RFR(xxxs) (jdk10): 8168542: os::realloc should return a valid pointer for input size=0

David Holmes david.holmes at oracle.com
Wed Mar 1 04:11:25 UTC 2017


Hi Thomas,

Thanks for all the work you have done on this.

I'm disappointed that the assertions on size==0 yielded so many problem 
areas. I think in many cases these do indicate actual bugs in the logic 
- eg I'm not sure what a GrowableArray of size 0 is supposed to 
represent!
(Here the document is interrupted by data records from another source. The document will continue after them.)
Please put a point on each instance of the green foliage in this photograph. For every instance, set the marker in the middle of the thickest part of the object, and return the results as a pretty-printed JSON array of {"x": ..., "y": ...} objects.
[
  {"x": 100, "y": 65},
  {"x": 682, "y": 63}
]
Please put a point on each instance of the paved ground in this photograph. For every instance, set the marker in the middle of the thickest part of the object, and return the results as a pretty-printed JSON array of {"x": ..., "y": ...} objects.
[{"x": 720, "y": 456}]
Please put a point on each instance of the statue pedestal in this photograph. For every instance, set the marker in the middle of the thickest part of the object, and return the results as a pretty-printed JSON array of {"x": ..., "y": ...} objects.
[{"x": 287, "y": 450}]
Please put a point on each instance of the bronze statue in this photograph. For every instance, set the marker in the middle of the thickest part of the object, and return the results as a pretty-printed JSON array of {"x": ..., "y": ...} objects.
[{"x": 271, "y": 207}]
But not sure it is worth spending the cycles trying to 
address this.

BTW the handling of G1ConcRefinementThreads=0 is definitely a bug in the 
argument processing logic. 0 means to set ergonomically, so it should 
either be handled thusly if explicitly set or else explicitly disallowed 
- the code currently passes through the 0 as the number of threads!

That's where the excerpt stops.